Wednesday, July 13, 2016

"Zootopia" is a Winning New Fable

Disney animation has a long history with stories of anthropomorphized animals, from their "Robin Hood" starring a charming fox, to the old shorts featuring talking mice and ducks.  A CGI update on the concept doesn't feel overdue, exactly, with franchises like "Kung Fu Panda" and "Alvin and the Chipmunks" still chugging along, but it has been a long while since one of these animal stories has really gone back to its roots in allegorical fable.  So "Zootopia" feels strangely novel in the way that  it is wholeheartedly a commentary on current social issues, specifically racial and gender bias.  It also deserves a lot of kudos for building its animal-inhabited universe from the ground up, thinking about how animals might really build a city for themselves.

Judy Hopps (Ginnifer Goodwin) is adamant from a young age about pursuing her dream to be a police officer in the big city of Zootopia, where mammals of all different stripes have learned to come together and live in harmony.  Since she's a pint-sized bunny, this is an uphill battle, but she succeeds in becoming ZPD's first rabbit officer and fights to prove herself to her highly skeptical Captain (Idris Elba).  At first she's stuck in parking enforcement, but then gets involved in a missing persons case.  Hopps blackmails a local con-artist fox, Nick Wilde (Jason Bateman) into helping her track down leads, and the two slowly but surely become friends.  The case takes the two of them all over the city, and eventually they uncover a sinister plot that threatens to destroy Zootopia's community as they know it.

The different types of animals are clearly meant to represent people of different races and social groups.  However, the clever thing is that they don't correlate exactly to groups in the real world.  Predatory animals are stereotyped as being more aggressive and dangerous, but they are also traditionally the ones in power, like the lion mayor (J.K. Simmons) and various members of the police force.  Hopps' assumed passivity as a bunny reads more as a gender stereotype than a racial one.  Then there's Wilde, the character who has been the most affected by prejudice.  He's a fox, so everyone assumes he's sneaky and up to no good.  So while "Zootopia" wears its intentions on its sleeve about being a message film, it rarely comes across as too pointed or having a particular agenda, because the worldbuilding of the film is so neatly self-contained.
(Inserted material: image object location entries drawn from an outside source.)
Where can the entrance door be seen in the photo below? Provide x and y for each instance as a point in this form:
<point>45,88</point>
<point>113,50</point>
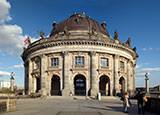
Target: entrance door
<point>38,84</point>
<point>122,85</point>
<point>80,85</point>
<point>55,85</point>
<point>104,85</point>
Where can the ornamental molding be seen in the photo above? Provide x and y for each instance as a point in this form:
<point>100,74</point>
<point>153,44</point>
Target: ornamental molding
<point>62,42</point>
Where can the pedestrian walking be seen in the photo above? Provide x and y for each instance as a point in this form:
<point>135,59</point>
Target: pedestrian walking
<point>141,100</point>
<point>125,102</point>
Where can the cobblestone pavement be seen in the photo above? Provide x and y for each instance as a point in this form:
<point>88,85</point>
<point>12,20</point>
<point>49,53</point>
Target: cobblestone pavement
<point>72,106</point>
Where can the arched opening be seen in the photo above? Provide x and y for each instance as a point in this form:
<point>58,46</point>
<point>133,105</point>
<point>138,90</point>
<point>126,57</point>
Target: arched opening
<point>80,85</point>
<point>38,84</point>
<point>55,85</point>
<point>122,85</point>
<point>104,85</point>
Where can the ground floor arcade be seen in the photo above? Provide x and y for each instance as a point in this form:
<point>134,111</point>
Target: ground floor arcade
<point>80,85</point>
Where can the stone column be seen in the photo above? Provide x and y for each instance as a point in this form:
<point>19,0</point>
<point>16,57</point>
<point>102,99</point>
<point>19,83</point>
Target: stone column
<point>94,83</point>
<point>12,83</point>
<point>134,83</point>
<point>25,78</point>
<point>112,77</point>
<point>43,74</point>
<point>128,77</point>
<point>147,83</point>
<point>30,77</point>
<point>66,64</point>
<point>116,77</point>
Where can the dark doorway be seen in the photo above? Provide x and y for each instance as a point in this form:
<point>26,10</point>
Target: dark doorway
<point>38,84</point>
<point>55,85</point>
<point>104,85</point>
<point>122,85</point>
<point>80,85</point>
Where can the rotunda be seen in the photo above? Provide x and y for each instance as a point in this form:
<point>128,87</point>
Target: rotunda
<point>79,57</point>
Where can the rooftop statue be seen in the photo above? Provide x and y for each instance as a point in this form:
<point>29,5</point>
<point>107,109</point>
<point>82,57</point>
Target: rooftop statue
<point>128,41</point>
<point>116,34</point>
<point>42,34</point>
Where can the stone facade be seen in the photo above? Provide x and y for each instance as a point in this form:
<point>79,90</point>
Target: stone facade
<point>79,63</point>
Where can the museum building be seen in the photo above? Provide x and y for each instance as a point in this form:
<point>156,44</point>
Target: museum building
<point>79,57</point>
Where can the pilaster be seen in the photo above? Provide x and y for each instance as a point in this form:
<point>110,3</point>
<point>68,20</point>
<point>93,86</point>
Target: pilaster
<point>66,64</point>
<point>116,77</point>
<point>43,68</point>
<point>129,76</point>
<point>30,77</point>
<point>94,83</point>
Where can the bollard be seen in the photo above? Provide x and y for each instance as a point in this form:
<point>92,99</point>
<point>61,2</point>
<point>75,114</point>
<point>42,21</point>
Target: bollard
<point>99,96</point>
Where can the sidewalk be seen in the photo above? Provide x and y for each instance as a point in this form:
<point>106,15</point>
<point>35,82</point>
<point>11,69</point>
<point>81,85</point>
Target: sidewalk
<point>72,106</point>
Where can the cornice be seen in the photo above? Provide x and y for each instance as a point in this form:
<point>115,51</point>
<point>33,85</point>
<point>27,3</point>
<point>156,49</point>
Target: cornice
<point>48,42</point>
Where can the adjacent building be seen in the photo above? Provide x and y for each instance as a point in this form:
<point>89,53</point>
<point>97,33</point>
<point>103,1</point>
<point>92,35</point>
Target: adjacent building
<point>80,58</point>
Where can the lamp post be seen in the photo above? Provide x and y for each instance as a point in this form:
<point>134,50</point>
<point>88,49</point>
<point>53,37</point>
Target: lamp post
<point>12,82</point>
<point>147,83</point>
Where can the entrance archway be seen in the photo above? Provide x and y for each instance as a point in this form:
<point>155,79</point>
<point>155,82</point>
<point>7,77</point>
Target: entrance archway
<point>104,85</point>
<point>38,84</point>
<point>122,85</point>
<point>80,85</point>
<point>55,85</point>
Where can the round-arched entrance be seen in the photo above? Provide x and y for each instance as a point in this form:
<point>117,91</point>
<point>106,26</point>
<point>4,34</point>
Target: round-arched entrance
<point>80,85</point>
<point>122,85</point>
<point>104,85</point>
<point>55,85</point>
<point>38,84</point>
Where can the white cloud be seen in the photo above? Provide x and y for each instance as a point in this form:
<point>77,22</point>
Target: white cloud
<point>150,69</point>
<point>142,72</point>
<point>144,49</point>
<point>4,11</point>
<point>147,49</point>
<point>11,39</point>
<point>138,66</point>
<point>2,73</point>
<point>11,36</point>
<point>18,66</point>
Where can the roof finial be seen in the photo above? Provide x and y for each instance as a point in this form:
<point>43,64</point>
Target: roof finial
<point>104,24</point>
<point>116,34</point>
<point>54,23</point>
<point>128,41</point>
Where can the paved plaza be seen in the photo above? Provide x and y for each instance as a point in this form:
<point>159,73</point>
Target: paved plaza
<point>72,106</point>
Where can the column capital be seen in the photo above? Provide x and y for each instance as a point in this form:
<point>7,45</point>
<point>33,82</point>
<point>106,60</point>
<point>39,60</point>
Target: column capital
<point>129,61</point>
<point>65,53</point>
<point>116,56</point>
<point>42,56</point>
<point>93,53</point>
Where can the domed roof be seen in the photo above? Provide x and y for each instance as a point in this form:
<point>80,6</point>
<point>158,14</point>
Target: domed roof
<point>79,22</point>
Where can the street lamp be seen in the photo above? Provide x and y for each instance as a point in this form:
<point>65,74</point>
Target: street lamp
<point>147,83</point>
<point>12,82</point>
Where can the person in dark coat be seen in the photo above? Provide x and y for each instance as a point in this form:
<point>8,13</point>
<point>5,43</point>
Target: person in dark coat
<point>140,102</point>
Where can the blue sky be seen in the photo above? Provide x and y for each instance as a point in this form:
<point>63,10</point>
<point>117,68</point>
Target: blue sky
<point>138,19</point>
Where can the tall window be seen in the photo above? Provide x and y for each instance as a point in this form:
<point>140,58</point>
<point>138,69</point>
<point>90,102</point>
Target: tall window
<point>54,62</point>
<point>121,65</point>
<point>79,60</point>
<point>104,62</point>
<point>37,65</point>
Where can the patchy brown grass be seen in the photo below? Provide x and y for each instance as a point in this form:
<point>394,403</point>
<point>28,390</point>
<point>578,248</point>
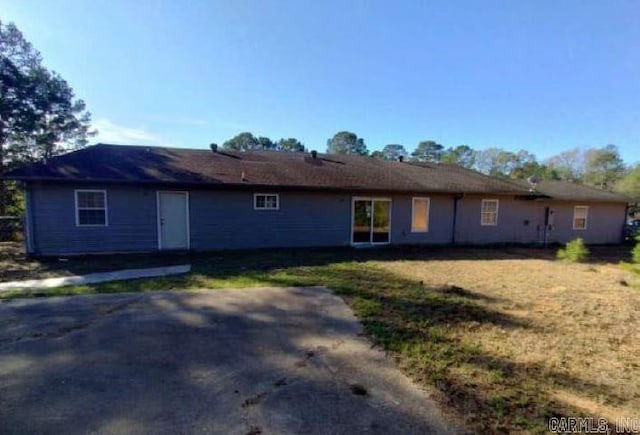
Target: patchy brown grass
<point>505,337</point>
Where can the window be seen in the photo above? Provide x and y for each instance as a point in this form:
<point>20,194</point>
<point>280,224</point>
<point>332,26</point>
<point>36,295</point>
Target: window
<point>420,215</point>
<point>489,212</point>
<point>580,213</point>
<point>264,201</point>
<point>91,208</point>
That being said, it's a self-contained world that is very self-conscious about being relevant to modern audiences, and thus already feels oddly dated in a way that most Disney animated features aren't.  There are pop-culture references all over the place, including smart phone designs and a Shakira-voiced pop star gazelle.  Her new single, "Try Everything" is proudly positioned as the "Zootopia" anthem, even taking over the ending credits sequence for a remarkably lazy dance party finale.  It might have been more palatable if the song weren't so bland.  Oddly, the one bit of referential comedy that works best is an extended "Godfather" riff, proving that while spiffy technology may come and go, Marlon Brando impressions are forever.

Fortunately, the core buddy comedy of Hopps and Wilde is a solid one, backed up by good performances from Goodwin and Bateman.  They have great onscreen chemistry, play off each other wonderfully, and are strong enough to support the story when it gets into thorny territory discussing biases and prejudices.  These arguments play out so well, I wish the film could have spent more time on the particulars of predator-prey relations, and less on the familiar beats of chasing perps and surprise villain reveals.  Then again, the procedural elements are an awful lot of fun, especially in the sight-gag riddled society that's been tailored to animals.  From a pure design standpoint, this is one of the best Disney animated films I've seen in a long time.

I'm torn between wanting "Zootopia" to become a big franchise that explores more of its world in other films and television shows, and wanting it to stay a single film, undiluted and uncompromised.  I can't see the further adventures of Hopps and Wilde going anywhere but down in quality, but at the same time there aren't many animated films that have been so well suited to a continuation.  "Zootopia" is one of the only modern animated films where it feels like you could tell more good, meaningful stories with these characters.